In one of my previous posts, music modes, i had mentioned how buying of music has gone down over the years, from cassettes to audio CDs to mp3s. Very very few people buy Hindi movie songs, but many listen to them on their mobile phones, computers, ipods and other players. Piracy is the killer of music industry.
Five years down the line, say by 2012, as the Strategy Analytics study shows about 40% of the mobile phones would be touch-screen based, like the iphone. The figure could be the more or less the same in India at that time or may be a year later to that.
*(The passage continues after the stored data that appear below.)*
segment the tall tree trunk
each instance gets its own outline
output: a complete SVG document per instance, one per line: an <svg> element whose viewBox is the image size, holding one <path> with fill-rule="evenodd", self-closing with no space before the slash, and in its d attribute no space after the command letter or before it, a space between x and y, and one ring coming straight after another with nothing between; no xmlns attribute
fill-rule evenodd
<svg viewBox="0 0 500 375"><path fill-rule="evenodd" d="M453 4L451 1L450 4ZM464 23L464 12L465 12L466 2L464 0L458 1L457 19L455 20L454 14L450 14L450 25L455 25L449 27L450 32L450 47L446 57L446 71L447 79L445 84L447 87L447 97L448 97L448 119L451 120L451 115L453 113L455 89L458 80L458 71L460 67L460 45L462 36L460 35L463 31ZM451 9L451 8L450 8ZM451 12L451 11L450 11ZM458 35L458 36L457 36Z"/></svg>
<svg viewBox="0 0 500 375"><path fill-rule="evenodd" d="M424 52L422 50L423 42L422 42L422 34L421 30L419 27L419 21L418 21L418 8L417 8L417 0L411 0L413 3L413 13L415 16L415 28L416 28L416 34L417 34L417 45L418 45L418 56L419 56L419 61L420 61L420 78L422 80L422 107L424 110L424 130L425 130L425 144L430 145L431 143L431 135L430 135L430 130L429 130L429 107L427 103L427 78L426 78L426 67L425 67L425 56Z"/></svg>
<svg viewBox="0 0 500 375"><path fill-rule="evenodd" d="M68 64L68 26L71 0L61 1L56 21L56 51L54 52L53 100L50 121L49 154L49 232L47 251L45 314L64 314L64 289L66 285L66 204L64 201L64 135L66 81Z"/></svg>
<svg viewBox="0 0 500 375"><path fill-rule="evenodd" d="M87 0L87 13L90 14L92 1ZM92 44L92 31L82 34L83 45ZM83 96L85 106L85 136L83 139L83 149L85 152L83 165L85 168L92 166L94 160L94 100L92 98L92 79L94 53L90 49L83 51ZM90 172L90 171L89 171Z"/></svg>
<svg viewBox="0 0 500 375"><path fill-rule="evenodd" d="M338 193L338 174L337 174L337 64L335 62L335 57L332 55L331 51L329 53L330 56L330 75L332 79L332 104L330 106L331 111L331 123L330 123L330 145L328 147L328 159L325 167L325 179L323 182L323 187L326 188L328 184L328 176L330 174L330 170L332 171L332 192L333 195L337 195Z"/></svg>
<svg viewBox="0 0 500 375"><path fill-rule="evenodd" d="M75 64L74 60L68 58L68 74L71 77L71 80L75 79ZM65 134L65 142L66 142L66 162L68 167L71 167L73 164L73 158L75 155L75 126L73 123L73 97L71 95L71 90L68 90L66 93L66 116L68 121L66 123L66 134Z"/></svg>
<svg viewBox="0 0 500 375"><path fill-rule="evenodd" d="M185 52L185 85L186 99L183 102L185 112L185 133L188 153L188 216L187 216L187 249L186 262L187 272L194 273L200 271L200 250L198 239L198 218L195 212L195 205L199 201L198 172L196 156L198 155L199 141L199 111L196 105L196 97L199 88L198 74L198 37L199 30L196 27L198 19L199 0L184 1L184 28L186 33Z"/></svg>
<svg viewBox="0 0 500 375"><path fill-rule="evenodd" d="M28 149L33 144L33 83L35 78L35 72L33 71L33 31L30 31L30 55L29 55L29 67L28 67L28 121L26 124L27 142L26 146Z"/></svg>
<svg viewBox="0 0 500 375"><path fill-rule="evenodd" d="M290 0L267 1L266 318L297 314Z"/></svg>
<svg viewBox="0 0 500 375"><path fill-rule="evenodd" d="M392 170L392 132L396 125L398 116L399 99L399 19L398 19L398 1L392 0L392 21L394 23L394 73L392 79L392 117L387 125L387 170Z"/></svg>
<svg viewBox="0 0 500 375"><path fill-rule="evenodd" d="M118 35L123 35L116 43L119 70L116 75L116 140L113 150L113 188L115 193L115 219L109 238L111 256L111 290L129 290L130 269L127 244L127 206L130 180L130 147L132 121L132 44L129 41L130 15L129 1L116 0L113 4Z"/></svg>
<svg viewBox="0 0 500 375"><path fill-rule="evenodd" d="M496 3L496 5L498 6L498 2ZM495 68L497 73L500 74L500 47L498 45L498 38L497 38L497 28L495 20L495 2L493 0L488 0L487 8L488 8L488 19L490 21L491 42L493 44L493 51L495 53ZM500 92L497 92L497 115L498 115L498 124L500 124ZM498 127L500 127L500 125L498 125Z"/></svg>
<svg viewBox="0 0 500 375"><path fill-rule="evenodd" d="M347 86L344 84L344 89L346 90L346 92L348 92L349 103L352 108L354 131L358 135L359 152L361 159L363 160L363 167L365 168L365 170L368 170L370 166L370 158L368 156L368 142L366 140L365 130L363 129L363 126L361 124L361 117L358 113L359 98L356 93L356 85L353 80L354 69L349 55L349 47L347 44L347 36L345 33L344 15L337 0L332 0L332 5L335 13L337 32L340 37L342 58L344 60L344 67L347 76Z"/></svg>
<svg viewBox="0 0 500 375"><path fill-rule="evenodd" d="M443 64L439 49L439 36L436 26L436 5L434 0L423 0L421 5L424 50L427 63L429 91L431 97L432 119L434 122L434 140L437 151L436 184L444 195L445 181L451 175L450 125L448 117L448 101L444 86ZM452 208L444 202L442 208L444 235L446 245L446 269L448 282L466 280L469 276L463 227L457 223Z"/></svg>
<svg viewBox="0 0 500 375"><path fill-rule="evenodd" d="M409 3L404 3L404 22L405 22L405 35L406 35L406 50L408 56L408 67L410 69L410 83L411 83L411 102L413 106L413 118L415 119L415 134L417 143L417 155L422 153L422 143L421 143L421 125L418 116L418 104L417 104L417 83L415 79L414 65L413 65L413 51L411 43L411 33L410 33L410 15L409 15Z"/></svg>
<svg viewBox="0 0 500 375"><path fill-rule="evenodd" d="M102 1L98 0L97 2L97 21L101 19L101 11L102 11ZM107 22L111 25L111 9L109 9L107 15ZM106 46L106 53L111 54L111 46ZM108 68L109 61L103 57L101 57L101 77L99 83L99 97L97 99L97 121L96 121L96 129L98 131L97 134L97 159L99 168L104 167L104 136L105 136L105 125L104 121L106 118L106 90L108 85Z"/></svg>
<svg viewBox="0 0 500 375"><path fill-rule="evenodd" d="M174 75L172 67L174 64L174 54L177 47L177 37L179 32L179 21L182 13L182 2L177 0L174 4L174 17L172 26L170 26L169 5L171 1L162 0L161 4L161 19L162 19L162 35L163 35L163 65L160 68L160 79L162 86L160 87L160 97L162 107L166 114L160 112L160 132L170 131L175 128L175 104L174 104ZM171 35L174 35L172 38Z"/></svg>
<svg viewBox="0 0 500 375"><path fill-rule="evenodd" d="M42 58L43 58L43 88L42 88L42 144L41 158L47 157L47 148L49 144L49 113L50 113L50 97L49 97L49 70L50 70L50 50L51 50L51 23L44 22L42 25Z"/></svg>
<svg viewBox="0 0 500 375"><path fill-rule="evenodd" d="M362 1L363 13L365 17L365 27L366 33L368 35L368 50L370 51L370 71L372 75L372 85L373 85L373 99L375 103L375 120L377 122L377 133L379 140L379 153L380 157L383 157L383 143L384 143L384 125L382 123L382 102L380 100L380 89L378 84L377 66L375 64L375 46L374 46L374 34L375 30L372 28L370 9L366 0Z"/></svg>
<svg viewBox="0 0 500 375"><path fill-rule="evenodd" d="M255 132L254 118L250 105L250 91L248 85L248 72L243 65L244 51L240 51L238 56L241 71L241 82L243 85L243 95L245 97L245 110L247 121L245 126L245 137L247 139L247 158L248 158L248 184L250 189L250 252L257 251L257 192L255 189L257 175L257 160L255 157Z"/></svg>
At least 80% of the urban Indians would have a music phone that will be able to download music directly through WiFi or 3G/4G. If a service provider would sell a song at Rs.5/-, there would be few buyers. I think music industry can afford to sell songs at Rs.0.99/- per song for streaming or download, and still make profit.
If the service provider is giving out songs at 99 paise, people would not not mind buying original songs. 99 paise may seem too cheap to sell music. But the sheer number of people downloading the songs will out weigh this low download cost. A different strategy like 10 songs per month only for Rs.30 would also attract lots of customers, still selling at a price of Rs.3 per song. The price tag will be in the range of some audio cassettes. Caller tunes are used by virtually everyone, shelling out Rs.30 per month. This when only the caller listens to the music. Now, paying to listen music yourself would not be all that bad, ain’t?
Moser Baer Hindi movie DVDs are selling at Rs.38/- and CDs at Rs.28/- presently. Selling audio at that price makes sense now, ain’t it? I agree they are selling older movies at that price, and obviously not at the day of release. But even by selling audio at atrociously cheap price music industry can make good profits is my argument. Now is a situation where almost no one is buying Hindi music CDs, so this strategy could change the face of music industry.